Pause before the release of important news. Traders can close positions in anticipation of economic statistics or other data that can help them decide whether to buy now or sell.
A short-term change of interests in the market is also the reason for pullbacks. It often happens that under the influence of the same news or other factors, the ratio of buyers and sellers in the market changes for some time. If the trend is bullish, there may be more sellers in the short term. If bearish on the contrary, the initiative can sometimes be intercepted by buyers. A short-term counter-trend movement is formed which is a pullback.
Pullback or trend change?
The question that worries all traders is how to recognize what exactly is in front of them – a pullback or a trend change? No one can reliably say where the price will go at any time, when the trend ends, when it reverses, and so on. All we can do is assume and estimate probabilities.
Here’s a simple example. Let’s say we are trading on a 5 minute chart. This is a low timeframe and trends will change frequently here.

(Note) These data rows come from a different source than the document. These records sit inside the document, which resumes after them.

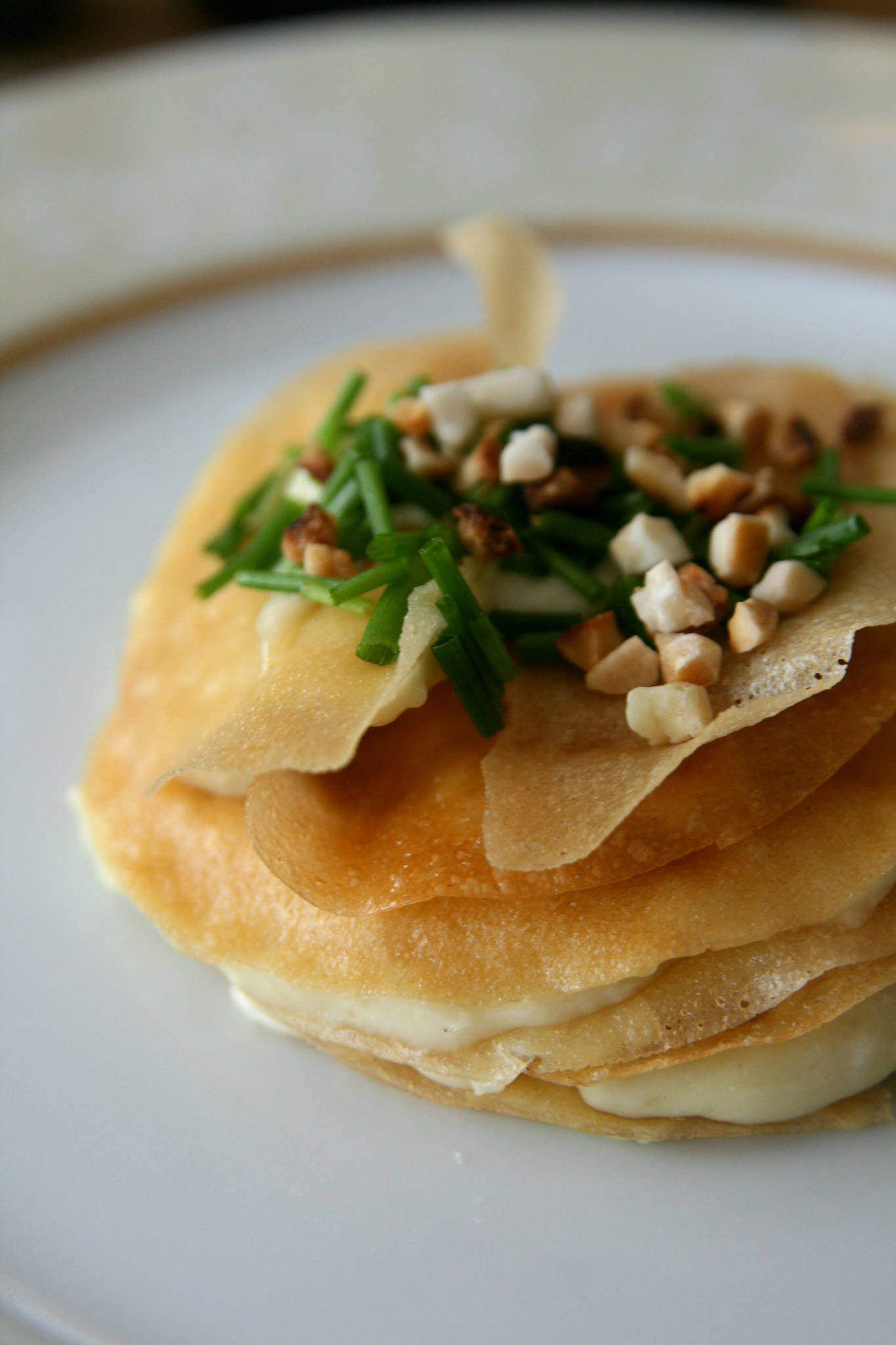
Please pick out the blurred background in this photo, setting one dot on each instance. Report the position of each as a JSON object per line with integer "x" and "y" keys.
{"x": 38, "y": 35}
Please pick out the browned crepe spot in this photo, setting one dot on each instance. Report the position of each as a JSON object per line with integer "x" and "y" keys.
{"x": 187, "y": 860}
{"x": 534, "y": 1099}
{"x": 567, "y": 770}
{"x": 349, "y": 844}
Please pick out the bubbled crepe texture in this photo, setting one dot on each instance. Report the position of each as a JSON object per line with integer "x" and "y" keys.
{"x": 395, "y": 837}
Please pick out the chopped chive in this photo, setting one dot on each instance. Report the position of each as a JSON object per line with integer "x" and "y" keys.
{"x": 367, "y": 580}
{"x": 259, "y": 554}
{"x": 574, "y": 529}
{"x": 383, "y": 631}
{"x": 331, "y": 428}
{"x": 538, "y": 648}
{"x": 408, "y": 486}
{"x": 368, "y": 475}
{"x": 513, "y": 625}
{"x": 848, "y": 491}
{"x": 706, "y": 450}
{"x": 684, "y": 403}
{"x": 472, "y": 692}
{"x": 568, "y": 571}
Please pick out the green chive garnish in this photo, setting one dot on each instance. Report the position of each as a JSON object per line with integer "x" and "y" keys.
{"x": 333, "y": 424}
{"x": 706, "y": 450}
{"x": 261, "y": 553}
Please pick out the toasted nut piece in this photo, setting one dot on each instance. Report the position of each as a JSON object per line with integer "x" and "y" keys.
{"x": 689, "y": 658}
{"x": 328, "y": 563}
{"x": 316, "y": 525}
{"x": 633, "y": 663}
{"x": 778, "y": 522}
{"x": 587, "y": 643}
{"x": 863, "y": 423}
{"x": 485, "y": 535}
{"x": 576, "y": 416}
{"x": 738, "y": 549}
{"x": 671, "y": 713}
{"x": 423, "y": 460}
{"x": 752, "y": 625}
{"x": 576, "y": 486}
{"x": 621, "y": 433}
{"x": 647, "y": 541}
{"x": 657, "y": 475}
{"x": 793, "y": 444}
{"x": 747, "y": 423}
{"x": 716, "y": 594}
{"x": 789, "y": 585}
{"x": 452, "y": 412}
{"x": 667, "y": 603}
{"x": 528, "y": 455}
{"x": 716, "y": 490}
{"x": 412, "y": 416}
{"x": 481, "y": 464}
{"x": 316, "y": 462}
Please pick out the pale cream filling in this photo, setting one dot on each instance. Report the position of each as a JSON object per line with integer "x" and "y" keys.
{"x": 778, "y": 1082}
{"x": 425, "y": 1025}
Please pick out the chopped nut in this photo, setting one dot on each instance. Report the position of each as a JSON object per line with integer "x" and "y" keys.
{"x": 647, "y": 541}
{"x": 738, "y": 549}
{"x": 863, "y": 423}
{"x": 482, "y": 464}
{"x": 528, "y": 455}
{"x": 328, "y": 562}
{"x": 793, "y": 444}
{"x": 716, "y": 490}
{"x": 778, "y": 522}
{"x": 747, "y": 423}
{"x": 412, "y": 416}
{"x": 656, "y": 474}
{"x": 789, "y": 585}
{"x": 485, "y": 535}
{"x": 423, "y": 460}
{"x": 671, "y": 713}
{"x": 452, "y": 413}
{"x": 568, "y": 486}
{"x": 668, "y": 603}
{"x": 716, "y": 594}
{"x": 689, "y": 658}
{"x": 752, "y": 625}
{"x": 316, "y": 525}
{"x": 631, "y": 663}
{"x": 316, "y": 462}
{"x": 587, "y": 643}
{"x": 576, "y": 416}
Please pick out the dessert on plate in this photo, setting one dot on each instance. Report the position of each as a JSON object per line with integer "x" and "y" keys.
{"x": 532, "y": 747}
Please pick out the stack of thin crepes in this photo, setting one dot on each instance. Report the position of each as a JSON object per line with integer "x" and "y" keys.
{"x": 562, "y": 923}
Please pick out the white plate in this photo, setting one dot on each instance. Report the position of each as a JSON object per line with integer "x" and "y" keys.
{"x": 169, "y": 1173}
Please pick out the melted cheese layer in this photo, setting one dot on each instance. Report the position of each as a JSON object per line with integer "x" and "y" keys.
{"x": 778, "y": 1082}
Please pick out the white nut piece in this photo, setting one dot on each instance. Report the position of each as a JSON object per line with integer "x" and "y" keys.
{"x": 657, "y": 475}
{"x": 716, "y": 490}
{"x": 587, "y": 643}
{"x": 453, "y": 413}
{"x": 671, "y": 713}
{"x": 739, "y": 549}
{"x": 576, "y": 416}
{"x": 528, "y": 455}
{"x": 634, "y": 663}
{"x": 647, "y": 541}
{"x": 689, "y": 658}
{"x": 668, "y": 603}
{"x": 777, "y": 519}
{"x": 789, "y": 585}
{"x": 753, "y": 622}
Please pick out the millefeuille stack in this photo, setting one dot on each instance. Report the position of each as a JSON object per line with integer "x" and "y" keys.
{"x": 562, "y": 923}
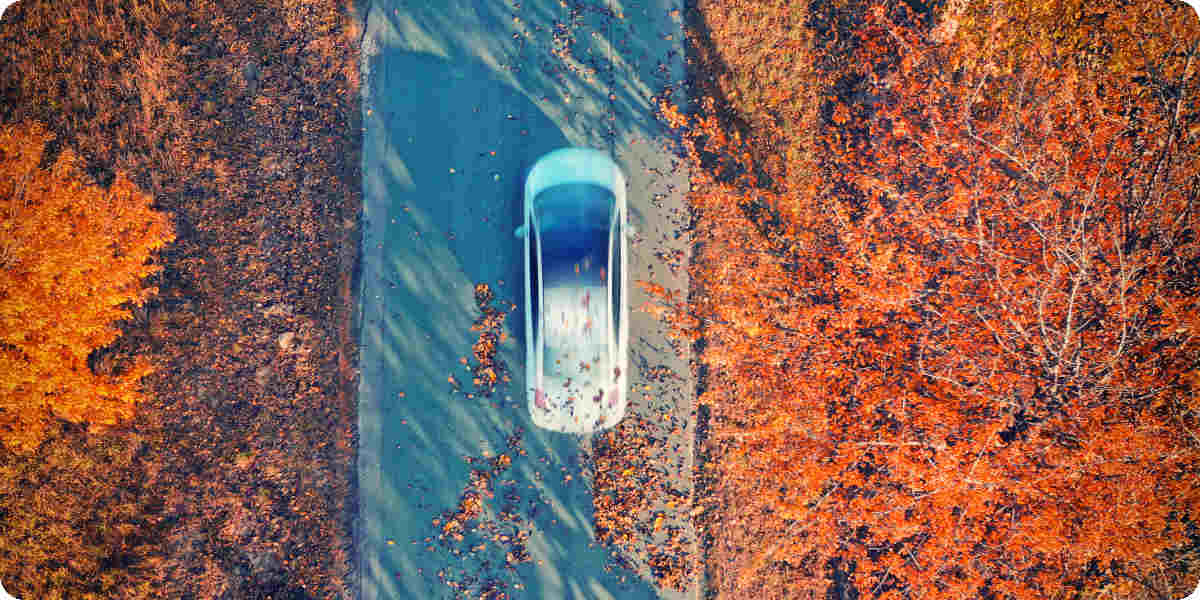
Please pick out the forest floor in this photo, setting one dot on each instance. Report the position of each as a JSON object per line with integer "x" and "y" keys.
{"x": 238, "y": 478}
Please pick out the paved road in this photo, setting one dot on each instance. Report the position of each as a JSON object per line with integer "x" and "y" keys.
{"x": 460, "y": 97}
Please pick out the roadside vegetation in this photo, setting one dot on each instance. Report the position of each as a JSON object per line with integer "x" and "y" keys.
{"x": 191, "y": 171}
{"x": 945, "y": 298}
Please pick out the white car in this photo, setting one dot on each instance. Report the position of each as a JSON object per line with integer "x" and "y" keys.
{"x": 576, "y": 298}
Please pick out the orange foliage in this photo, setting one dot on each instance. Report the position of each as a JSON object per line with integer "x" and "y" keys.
{"x": 964, "y": 355}
{"x": 71, "y": 256}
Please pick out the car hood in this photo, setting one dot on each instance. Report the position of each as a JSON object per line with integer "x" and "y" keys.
{"x": 577, "y": 381}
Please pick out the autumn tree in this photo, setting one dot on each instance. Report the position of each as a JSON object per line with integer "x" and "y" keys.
{"x": 72, "y": 258}
{"x": 964, "y": 361}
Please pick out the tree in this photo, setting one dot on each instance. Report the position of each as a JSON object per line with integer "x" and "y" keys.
{"x": 967, "y": 363}
{"x": 72, "y": 257}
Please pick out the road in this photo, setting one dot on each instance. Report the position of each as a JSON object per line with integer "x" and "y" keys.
{"x": 460, "y": 97}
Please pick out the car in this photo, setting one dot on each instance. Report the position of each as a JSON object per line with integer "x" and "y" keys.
{"x": 576, "y": 305}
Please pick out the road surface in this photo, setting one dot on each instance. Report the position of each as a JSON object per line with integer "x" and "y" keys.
{"x": 460, "y": 97}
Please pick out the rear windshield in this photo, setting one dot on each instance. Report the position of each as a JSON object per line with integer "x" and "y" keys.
{"x": 574, "y": 223}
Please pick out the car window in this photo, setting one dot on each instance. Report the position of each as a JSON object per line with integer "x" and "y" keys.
{"x": 573, "y": 208}
{"x": 615, "y": 269}
{"x": 534, "y": 285}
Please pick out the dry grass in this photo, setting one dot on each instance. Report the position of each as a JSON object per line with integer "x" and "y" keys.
{"x": 238, "y": 478}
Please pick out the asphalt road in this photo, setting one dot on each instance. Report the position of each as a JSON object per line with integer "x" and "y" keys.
{"x": 460, "y": 97}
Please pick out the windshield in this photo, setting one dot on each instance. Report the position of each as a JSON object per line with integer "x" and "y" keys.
{"x": 574, "y": 226}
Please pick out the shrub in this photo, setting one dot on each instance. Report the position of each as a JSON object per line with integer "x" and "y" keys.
{"x": 72, "y": 257}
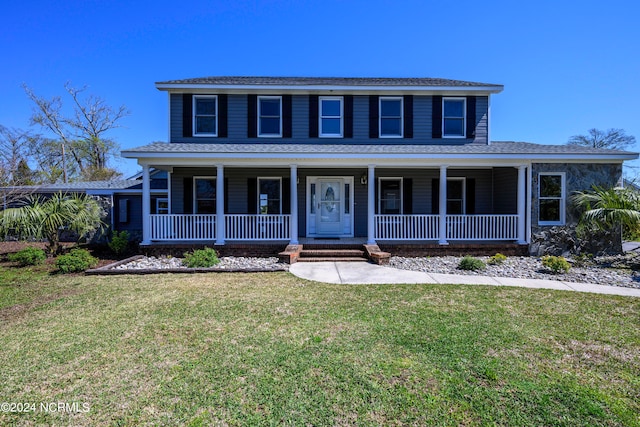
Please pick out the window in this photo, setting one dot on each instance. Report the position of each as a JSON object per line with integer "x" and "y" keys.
{"x": 331, "y": 113}
{"x": 269, "y": 196}
{"x": 204, "y": 195}
{"x": 390, "y": 117}
{"x": 453, "y": 117}
{"x": 455, "y": 196}
{"x": 270, "y": 116}
{"x": 162, "y": 206}
{"x": 205, "y": 119}
{"x": 551, "y": 187}
{"x": 390, "y": 200}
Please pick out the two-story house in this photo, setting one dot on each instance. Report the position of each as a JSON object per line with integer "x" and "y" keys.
{"x": 381, "y": 160}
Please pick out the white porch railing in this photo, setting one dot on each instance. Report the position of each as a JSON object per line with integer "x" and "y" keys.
{"x": 257, "y": 227}
{"x": 406, "y": 227}
{"x": 183, "y": 227}
{"x": 482, "y": 227}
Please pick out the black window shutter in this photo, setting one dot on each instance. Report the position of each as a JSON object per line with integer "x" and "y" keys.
{"x": 313, "y": 116}
{"x": 222, "y": 116}
{"x": 286, "y": 116}
{"x": 188, "y": 195}
{"x": 408, "y": 116}
{"x": 252, "y": 195}
{"x": 407, "y": 195}
{"x": 252, "y": 116}
{"x": 187, "y": 115}
{"x": 471, "y": 116}
{"x": 374, "y": 115}
{"x": 435, "y": 196}
{"x": 471, "y": 196}
{"x": 436, "y": 122}
{"x": 286, "y": 196}
{"x": 348, "y": 116}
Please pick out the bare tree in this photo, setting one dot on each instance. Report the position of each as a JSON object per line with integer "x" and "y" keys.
{"x": 81, "y": 136}
{"x": 616, "y": 139}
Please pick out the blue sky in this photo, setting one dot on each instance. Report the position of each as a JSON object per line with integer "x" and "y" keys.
{"x": 567, "y": 66}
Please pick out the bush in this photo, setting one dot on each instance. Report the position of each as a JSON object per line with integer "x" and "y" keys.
{"x": 28, "y": 256}
{"x": 556, "y": 264}
{"x": 119, "y": 242}
{"x": 470, "y": 263}
{"x": 497, "y": 259}
{"x": 201, "y": 258}
{"x": 75, "y": 261}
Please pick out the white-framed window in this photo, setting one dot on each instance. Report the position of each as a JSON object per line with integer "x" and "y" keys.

What will look like a small correction on the hourly chart, is already quite a trend on the M5. Therefore, if we are talking about low timeframes, then the probability of a trend change or correction tends to approximately 50/50.
Or here’s the daily chart. What is the probability that the trend will change on the daily chart? Quite low, because on such high timeframes, the weather is already made by fundamental factors: the economic, political situation in the country whose currency we trade. Here the speculative factor is practically leveled. Accordingly, trends change with the change in macroeconomic and political factors, rather than the short-term balance of power between buyers and sellers.
What’s the conclusion?
It is that lower the timeframe, the more often trends change there, up to several times a day. This is greatly facilitated by the news and speculation of traders. The older the timeframe, the lower the likelihood of a trend change, because there are already completely different factors that make the weather.